We can counteract this side effect

by taking the raw data in a chunk and using a tapering window.

So for instance, suppose we have a tapering window shaped like a triangle,

we multiply each sample by the value of the window.

And we will have a signal that is pretty much identical to the original data

in the middle of the window, but then it tapers to zero at the extremities.

And so at the end you will get something without jumps

in the periodized version like so.

So, the whole story is that we could really spend weeks talking about

all the tricks and tweaks that we can apply to a spectrogram in order to extract

some kind of information from a real-world signal.

But since we don't have that kind of time here, we will just talk about the main

trade-off, which is related to the size of the analysis window.

Spectrograms can be either wide band or

narrow band according to the frequency resolution of the associated DFT.

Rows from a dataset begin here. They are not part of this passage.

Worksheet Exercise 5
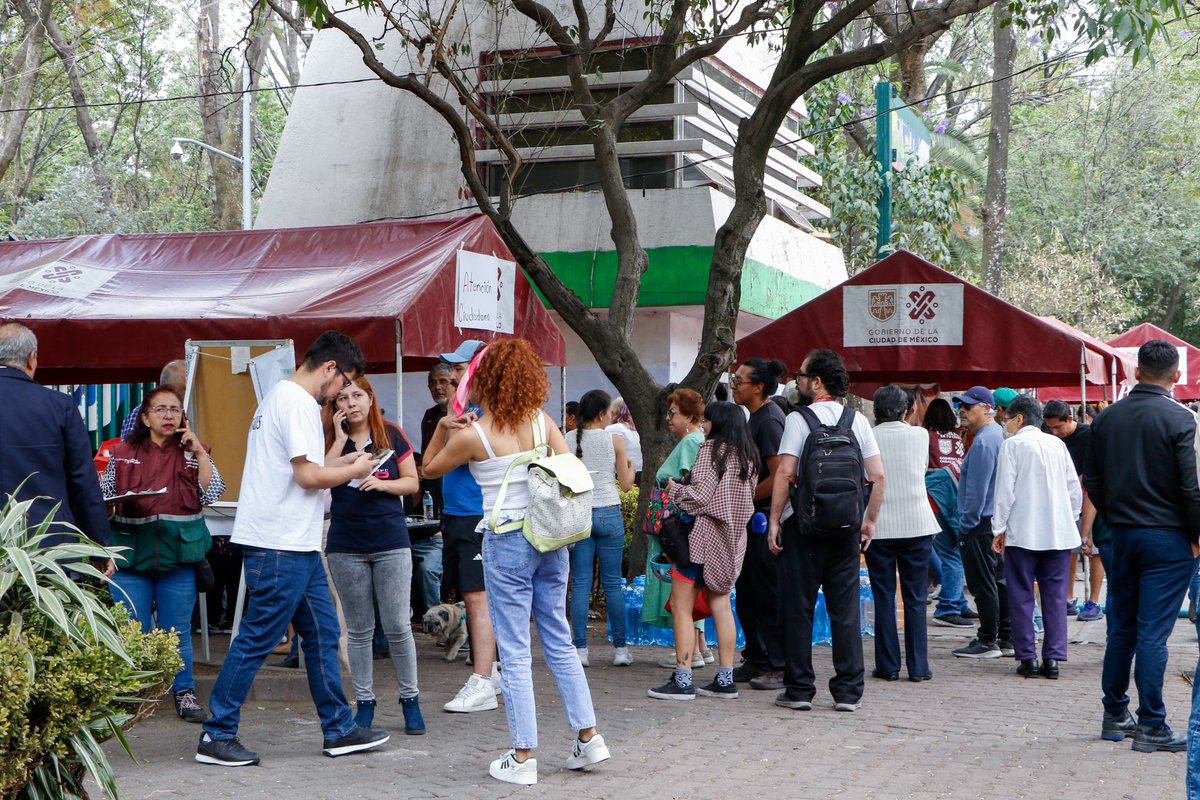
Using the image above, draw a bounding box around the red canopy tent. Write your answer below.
[735,250,1131,389]
[1040,322,1200,402]
[1033,317,1136,403]
[0,214,565,386]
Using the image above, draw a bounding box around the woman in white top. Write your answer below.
[565,390,635,667]
[867,385,941,682]
[605,397,643,474]
[422,339,610,787]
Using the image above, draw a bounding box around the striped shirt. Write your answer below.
[873,421,940,540]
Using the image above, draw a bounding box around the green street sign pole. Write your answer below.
[875,81,893,259]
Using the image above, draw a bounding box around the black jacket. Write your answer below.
[1083,383,1200,542]
[0,366,111,546]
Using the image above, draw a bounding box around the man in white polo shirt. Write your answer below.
[197,331,388,767]
[767,348,885,713]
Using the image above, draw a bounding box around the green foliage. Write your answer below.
[0,491,180,799]
[620,486,640,556]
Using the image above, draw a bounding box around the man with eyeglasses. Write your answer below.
[198,331,390,768]
[0,322,113,572]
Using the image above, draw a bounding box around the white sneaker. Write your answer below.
[489,750,537,785]
[659,654,706,669]
[443,673,498,713]
[700,647,715,665]
[612,647,633,667]
[577,647,590,667]
[490,661,503,696]
[565,733,611,770]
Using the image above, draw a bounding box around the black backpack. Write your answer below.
[790,405,871,537]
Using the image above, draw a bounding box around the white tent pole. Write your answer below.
[1080,344,1087,414]
[395,319,404,424]
[1111,357,1117,401]
[560,366,567,426]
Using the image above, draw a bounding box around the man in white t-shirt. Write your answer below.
[767,349,885,713]
[198,331,388,768]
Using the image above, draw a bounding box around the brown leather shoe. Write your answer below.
[748,670,784,690]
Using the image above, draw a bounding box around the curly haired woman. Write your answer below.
[422,339,611,787]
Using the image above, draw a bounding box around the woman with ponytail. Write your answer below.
[564,390,635,666]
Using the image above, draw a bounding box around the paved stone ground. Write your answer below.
[101,608,1198,800]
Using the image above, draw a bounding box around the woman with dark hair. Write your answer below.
[866,386,940,682]
[923,397,965,471]
[422,339,610,787]
[642,388,708,655]
[322,376,424,735]
[649,400,758,700]
[564,389,635,666]
[102,384,226,723]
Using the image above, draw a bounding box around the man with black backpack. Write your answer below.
[767,349,885,712]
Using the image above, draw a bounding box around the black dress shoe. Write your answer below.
[908,671,933,682]
[1039,659,1060,679]
[871,669,899,681]
[271,652,300,669]
[1016,659,1040,678]
[1101,710,1138,741]
[1132,724,1187,753]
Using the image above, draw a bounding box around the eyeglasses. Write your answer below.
[151,405,182,417]
[336,367,353,390]
[728,375,747,387]
[666,408,680,419]
[794,371,813,380]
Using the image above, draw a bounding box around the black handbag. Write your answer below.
[659,512,695,569]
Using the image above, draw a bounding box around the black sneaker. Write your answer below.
[997,640,1016,657]
[195,733,260,767]
[952,639,1002,659]
[961,608,980,620]
[322,725,390,758]
[774,688,813,710]
[648,677,695,701]
[931,614,974,628]
[1131,724,1187,753]
[731,663,764,683]
[174,688,209,723]
[696,680,738,700]
[1101,710,1138,742]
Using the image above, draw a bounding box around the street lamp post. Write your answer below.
[171,62,252,230]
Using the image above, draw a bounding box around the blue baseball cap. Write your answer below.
[952,386,995,407]
[439,339,486,364]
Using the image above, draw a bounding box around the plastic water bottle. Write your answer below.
[859,568,875,637]
[813,590,830,645]
[422,491,434,520]
[625,576,647,646]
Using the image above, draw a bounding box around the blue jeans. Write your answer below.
[1102,527,1197,729]
[1189,657,1200,800]
[110,566,197,692]
[932,528,968,618]
[410,534,443,616]
[568,506,627,649]
[203,547,355,741]
[483,530,596,750]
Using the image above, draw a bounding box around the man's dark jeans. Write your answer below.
[736,523,785,670]
[1102,526,1197,729]
[960,517,1010,644]
[779,518,864,704]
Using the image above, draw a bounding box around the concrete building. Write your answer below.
[257,1,846,429]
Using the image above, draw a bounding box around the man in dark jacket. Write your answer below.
[0,323,112,568]
[1084,339,1200,753]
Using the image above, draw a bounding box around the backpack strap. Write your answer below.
[796,405,821,434]
[835,404,855,431]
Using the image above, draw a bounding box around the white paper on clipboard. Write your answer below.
[249,346,296,402]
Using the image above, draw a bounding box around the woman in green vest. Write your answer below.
[102,384,226,723]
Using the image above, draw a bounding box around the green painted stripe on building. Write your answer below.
[537,246,826,319]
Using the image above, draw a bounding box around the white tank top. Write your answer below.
[468,413,547,529]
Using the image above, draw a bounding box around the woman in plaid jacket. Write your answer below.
[649,401,759,701]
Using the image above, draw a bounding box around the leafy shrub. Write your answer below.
[0,491,181,799]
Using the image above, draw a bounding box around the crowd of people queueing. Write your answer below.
[3,319,1200,791]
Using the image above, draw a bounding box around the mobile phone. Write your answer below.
[341,419,350,434]
[372,448,395,464]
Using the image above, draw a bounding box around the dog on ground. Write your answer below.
[422,601,468,661]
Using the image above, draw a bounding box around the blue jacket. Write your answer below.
[958,421,1003,532]
[0,366,111,546]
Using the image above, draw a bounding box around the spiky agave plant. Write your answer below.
[0,486,180,800]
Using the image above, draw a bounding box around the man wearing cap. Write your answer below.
[993,387,1018,425]
[437,340,501,713]
[951,386,1013,659]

So if we choose a long window, if our L is big,

in that case we have a narrow band spectrogram.

Why is that?

Because a long window will give us more DFT points and

therefore more frequency resolution.

Remember the frequency resolution in the end is equal to the sampling frequency

divided by L or 2 Pi divided by L if we remain in the abstract discrete time.

However, in a long window, more things can happen.

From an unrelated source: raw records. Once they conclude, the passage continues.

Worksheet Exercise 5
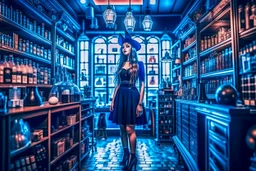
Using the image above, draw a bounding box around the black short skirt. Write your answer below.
[108,84,147,126]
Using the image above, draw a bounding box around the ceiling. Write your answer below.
[56,0,194,32]
[58,0,192,18]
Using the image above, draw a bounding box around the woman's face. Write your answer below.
[122,42,132,56]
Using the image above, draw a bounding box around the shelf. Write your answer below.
[0,47,51,65]
[199,38,231,57]
[56,27,76,42]
[159,124,173,126]
[200,68,233,78]
[182,41,196,52]
[10,137,48,158]
[56,44,75,57]
[173,66,181,71]
[50,142,79,165]
[240,27,256,39]
[81,107,94,112]
[239,69,256,75]
[172,82,179,86]
[0,83,52,88]
[171,40,180,49]
[200,6,230,33]
[0,15,51,47]
[51,121,79,136]
[56,63,75,71]
[81,133,92,143]
[181,25,196,40]
[183,56,197,66]
[81,113,94,121]
[80,150,90,162]
[183,75,197,80]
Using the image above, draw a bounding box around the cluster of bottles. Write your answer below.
[0,1,51,41]
[200,27,231,51]
[238,0,256,33]
[201,47,232,74]
[184,46,196,62]
[241,74,256,106]
[56,35,74,54]
[159,116,173,125]
[184,34,196,48]
[184,62,197,77]
[0,32,51,60]
[204,76,233,94]
[159,126,173,135]
[239,40,256,73]
[56,49,75,68]
[0,54,51,85]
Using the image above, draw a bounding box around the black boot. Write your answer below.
[124,153,137,171]
[120,148,129,166]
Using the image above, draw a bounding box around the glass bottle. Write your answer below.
[32,62,37,84]
[21,59,27,84]
[28,60,33,84]
[10,55,17,84]
[3,55,12,83]
[16,58,22,84]
[0,56,3,83]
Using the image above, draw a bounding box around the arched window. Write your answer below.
[92,35,160,107]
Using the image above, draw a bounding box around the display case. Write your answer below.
[92,35,160,107]
[155,88,175,144]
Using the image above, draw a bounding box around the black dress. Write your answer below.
[108,61,147,126]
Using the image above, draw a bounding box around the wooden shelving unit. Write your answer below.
[0,98,96,171]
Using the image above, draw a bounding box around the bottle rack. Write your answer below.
[0,99,96,171]
[171,0,246,102]
[0,0,80,88]
[155,88,175,144]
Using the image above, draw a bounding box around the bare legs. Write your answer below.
[126,125,136,153]
[120,125,137,170]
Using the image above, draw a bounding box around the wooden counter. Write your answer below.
[0,99,96,171]
[173,99,255,171]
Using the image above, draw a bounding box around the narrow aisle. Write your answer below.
[82,137,185,171]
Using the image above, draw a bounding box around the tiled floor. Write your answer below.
[81,136,186,171]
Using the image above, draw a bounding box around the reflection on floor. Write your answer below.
[82,136,185,171]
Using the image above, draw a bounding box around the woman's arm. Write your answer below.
[138,81,145,105]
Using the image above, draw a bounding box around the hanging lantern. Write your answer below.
[103,5,117,28]
[142,15,153,31]
[90,17,99,29]
[80,0,86,4]
[161,51,173,63]
[124,8,136,32]
[86,4,94,19]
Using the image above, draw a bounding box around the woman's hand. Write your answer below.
[109,101,114,111]
[136,104,143,117]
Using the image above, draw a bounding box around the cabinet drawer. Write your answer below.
[209,130,227,157]
[208,119,227,140]
[209,145,228,171]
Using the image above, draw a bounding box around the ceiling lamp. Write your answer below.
[103,0,117,28]
[124,0,136,32]
[80,0,86,4]
[142,6,153,31]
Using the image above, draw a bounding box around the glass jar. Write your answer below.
[49,77,81,104]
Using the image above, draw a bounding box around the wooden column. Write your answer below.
[230,0,240,91]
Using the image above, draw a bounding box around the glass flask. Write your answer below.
[49,74,81,104]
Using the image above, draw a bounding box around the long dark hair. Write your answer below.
[114,47,139,85]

And so we have less precision in the time resolution.

In the limit, a long window is the DFT of the entire signal.

And we have seen that completely obliterates the time information.

Conversely, if choose a short window, then we have a wide band spectrogram.

A short window will create many time slices because you will divide

the whole support of the signal into more chunks.

And so we have a much more precise location of the transitions.

But a short window will give us fewer DFT points, so

the frequency resolution will be poor.

So let's use our DTMF signal once again and

look at the difference between a wide band and narrow band spectrogram.

Here is an example of wide band spectrogram

where the analysis window is just 32 samples.

With such a short analysis window, we have a very good localization in time of

the start and stop point for each burst of sound.

But you can see that the frequency bands are extremely wide.

Also having a very short window creates artifacts in the high frequency range

because as we sweep the window over this signal, we will be encompassing

uneven numbers of periods for the underlying sinusoids.

This is a spectrogram that we saw in the beginning.

The window now is 256 point.

So let's say that this spectrogram is in between an extremely narrow band and

an extremely wide band.

This is a very good compromise to interpret what's going on in the signal.

If we increase the size of the window to 1024,

so four times larger, then we have an extremely narrowband spectrogram.

You see now that the frequencies are localized extremely precisely, but

on the other hand, the time resolution is very poor.

We're completely missing the silence here in the beginning for instance and

the silence between these two digits.